Here are 6 things you need to know about the amendment:
- During the two years before the date of being elected by a shareholders’ meeting and during the term of office, an independent director of a public company and his or her relatives may not have any of the following connections with the public company:
- If a majority of the company’s director seats or voting shares and those of any other company are controlled by the same person: a director, supervisor, or employee of that other company.
- If the chairperson, general manager, or person holding an equivalent position of the company and a person in any of those positions at another company or institution are the same person or are spouses: a director (or governor), supervisor, or employee of that other company or institution.

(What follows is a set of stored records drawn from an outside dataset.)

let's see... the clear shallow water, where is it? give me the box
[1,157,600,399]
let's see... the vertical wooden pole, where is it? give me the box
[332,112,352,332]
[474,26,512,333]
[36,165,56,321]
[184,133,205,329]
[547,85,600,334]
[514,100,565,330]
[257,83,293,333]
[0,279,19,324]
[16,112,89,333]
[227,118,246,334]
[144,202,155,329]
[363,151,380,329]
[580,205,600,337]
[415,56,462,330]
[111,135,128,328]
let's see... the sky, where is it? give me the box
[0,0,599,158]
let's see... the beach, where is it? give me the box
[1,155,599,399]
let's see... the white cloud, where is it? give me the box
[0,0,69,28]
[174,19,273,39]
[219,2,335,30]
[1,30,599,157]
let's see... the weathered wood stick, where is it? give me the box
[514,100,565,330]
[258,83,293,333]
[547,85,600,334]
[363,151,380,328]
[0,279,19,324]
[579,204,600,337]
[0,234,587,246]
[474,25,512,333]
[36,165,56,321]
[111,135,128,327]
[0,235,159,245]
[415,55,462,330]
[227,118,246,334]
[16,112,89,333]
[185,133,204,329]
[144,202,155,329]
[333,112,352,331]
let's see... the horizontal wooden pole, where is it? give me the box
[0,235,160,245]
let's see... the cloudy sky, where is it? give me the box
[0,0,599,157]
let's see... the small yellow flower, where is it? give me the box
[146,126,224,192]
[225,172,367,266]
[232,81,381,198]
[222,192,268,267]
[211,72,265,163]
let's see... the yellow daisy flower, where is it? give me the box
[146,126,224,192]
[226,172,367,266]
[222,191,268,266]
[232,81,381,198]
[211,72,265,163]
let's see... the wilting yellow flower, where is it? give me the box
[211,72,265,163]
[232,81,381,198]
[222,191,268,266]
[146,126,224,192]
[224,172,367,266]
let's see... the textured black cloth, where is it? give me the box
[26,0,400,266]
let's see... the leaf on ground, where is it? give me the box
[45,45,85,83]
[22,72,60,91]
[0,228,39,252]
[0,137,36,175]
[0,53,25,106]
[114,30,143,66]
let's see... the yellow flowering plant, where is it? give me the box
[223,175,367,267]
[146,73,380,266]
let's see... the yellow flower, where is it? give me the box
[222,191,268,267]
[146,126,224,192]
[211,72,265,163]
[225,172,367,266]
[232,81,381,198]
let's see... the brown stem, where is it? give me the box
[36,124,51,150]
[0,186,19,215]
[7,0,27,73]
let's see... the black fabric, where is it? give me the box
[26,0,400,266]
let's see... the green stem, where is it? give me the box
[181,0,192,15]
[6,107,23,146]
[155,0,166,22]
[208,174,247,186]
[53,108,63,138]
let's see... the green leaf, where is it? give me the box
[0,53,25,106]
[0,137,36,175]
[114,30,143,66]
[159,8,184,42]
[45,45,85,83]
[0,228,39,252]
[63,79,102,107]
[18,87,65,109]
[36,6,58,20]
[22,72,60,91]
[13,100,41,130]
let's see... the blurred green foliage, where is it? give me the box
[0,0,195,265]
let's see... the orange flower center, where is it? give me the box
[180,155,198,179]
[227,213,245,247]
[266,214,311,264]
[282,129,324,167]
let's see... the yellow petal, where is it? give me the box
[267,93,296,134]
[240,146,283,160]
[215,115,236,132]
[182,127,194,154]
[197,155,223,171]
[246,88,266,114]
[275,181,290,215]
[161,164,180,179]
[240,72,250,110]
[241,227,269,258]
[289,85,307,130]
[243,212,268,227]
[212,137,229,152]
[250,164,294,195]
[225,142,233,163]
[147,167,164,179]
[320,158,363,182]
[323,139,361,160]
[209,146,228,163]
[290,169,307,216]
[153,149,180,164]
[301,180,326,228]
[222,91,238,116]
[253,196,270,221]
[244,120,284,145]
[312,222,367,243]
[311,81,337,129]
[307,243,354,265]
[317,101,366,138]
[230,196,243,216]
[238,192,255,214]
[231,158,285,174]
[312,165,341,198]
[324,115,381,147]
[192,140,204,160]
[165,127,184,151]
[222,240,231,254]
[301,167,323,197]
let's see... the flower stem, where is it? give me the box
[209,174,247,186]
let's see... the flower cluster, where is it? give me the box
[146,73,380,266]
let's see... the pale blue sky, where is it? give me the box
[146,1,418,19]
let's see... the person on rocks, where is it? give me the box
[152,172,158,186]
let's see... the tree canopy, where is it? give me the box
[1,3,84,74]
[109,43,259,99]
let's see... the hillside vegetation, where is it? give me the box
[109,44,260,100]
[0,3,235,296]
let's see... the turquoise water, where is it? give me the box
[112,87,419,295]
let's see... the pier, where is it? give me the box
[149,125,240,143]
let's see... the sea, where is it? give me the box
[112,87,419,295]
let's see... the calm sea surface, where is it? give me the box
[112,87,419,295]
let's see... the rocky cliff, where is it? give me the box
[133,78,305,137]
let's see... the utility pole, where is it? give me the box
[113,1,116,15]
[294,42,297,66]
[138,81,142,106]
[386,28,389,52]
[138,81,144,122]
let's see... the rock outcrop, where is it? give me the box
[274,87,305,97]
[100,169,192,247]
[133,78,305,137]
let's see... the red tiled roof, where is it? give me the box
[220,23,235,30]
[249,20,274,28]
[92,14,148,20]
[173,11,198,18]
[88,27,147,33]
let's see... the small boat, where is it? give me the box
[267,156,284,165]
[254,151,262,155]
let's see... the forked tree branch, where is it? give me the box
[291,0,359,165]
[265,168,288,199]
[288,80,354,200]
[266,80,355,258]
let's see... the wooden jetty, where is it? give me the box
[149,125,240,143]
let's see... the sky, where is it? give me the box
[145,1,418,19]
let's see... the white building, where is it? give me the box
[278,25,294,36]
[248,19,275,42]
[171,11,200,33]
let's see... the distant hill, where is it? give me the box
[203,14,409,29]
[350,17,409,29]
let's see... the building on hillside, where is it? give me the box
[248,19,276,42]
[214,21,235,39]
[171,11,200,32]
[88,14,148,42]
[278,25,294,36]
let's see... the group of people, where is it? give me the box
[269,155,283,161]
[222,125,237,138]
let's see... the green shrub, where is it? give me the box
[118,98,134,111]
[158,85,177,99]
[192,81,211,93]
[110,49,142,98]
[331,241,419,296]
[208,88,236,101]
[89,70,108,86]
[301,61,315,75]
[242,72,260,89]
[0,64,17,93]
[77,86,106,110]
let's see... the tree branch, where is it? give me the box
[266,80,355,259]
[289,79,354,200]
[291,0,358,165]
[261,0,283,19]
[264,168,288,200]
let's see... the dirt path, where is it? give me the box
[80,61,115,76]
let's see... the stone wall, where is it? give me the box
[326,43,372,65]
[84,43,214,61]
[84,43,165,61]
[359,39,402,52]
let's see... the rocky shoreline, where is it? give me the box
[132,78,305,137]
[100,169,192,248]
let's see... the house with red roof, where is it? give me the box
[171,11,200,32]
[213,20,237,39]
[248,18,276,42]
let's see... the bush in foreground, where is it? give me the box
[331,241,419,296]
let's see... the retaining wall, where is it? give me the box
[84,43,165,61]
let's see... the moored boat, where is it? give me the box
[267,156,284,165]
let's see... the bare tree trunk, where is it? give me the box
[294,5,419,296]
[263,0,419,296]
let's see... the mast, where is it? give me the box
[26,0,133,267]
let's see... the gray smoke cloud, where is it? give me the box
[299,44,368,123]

- Non-application of certain restrictions with respect to concurrent service of independent directors in such capacity at a parent and its subsidiary or a subsidiary of the same parent Paragraph 2, Article 3 of the Regulations Governing Appointment of Independent Directors and Compliance Matter for Public Companies provides that Subparagraph 2 and Subparagraphs 5 to 7 of Paragraph 1, and Subparagraph 1, Paragraph 4, Article 3 of those Regulations do not apply to independent directors appointed in accordance with the Securities and Exchange Act or the laws and regulations of the local country by, and concurrently serving as such at, a public company and its parent or subsidiary or a subsidiary of the same parent.
- No independent director of a public company may concurrently serve as an independent director of more than three other public companies. Where an independent director of a financial holding company or of a TWSE listed or TPEx listed investment holding company concurrently serves as an independent director of more than one wholly owned subsidiary of that company, the number of such subsidiaries beyond one shall be included in the calculation of the above-stated limit on the number of subsidiaries at which the independent director concurrently serves. (Paragraphs 1 and 2, Article 4 of the Regulations Governing Appointment of Independent Directors and Compliance Matter for Public Companies)
- If an independent director candidate included by a public company under the above provisions has already served as an independent director of the public company for three consecutive terms or more, the company shall publicly disclose, together with the results of the above-stated review, the reasons why the candidate is nominated again for the independent directorship, and present the reasons to the shareholders at the time of the election at the shareholders meeting. (Paragraph 6, Article 5 of the Regulations Governing Appointment of Independent Directors and Compliance Matter for Public Companies).
- TWSE/TPEx listed companies are required to stipulate the scope of duties of the independent directors and empower them with manpower and physical support related to the exercise of their power. The company may not impede, refuse, or evade the performance of duties by the independent directors. As the independent directors deem necessary to the performance of their duties, they may request the board of directors to appoint relevant personnel, or may at their own discretion hire professionals to provide assistance. The related expenses will be borne by the company. Under amended Article 178, administrative fines may be imposed for violations of the above provisions. These amendments strengthen the corporate government system and give independent directors a legal foundation to play a more vigorous role in corporate governance.
- TWSE and TPEx listed companies are advised to have in place, according to their size, business conditions, and management needs, qualified corporate governance personnel in an appropriate number and to appoint one chief corporate governance officer as the most senior executive for corporate governance affairs. A TWSE or TPEx listed company shall appoint a chief corporate governance officer if it has paid-in capital of NT$2 billion or more or if it is a financial or insurance enterprise that is so required by the competent authority. However, if its paid-in capital is less than NT$10 billion, it is allowed to complete the appointment of the chief corporate governance officer by June 30, 2021.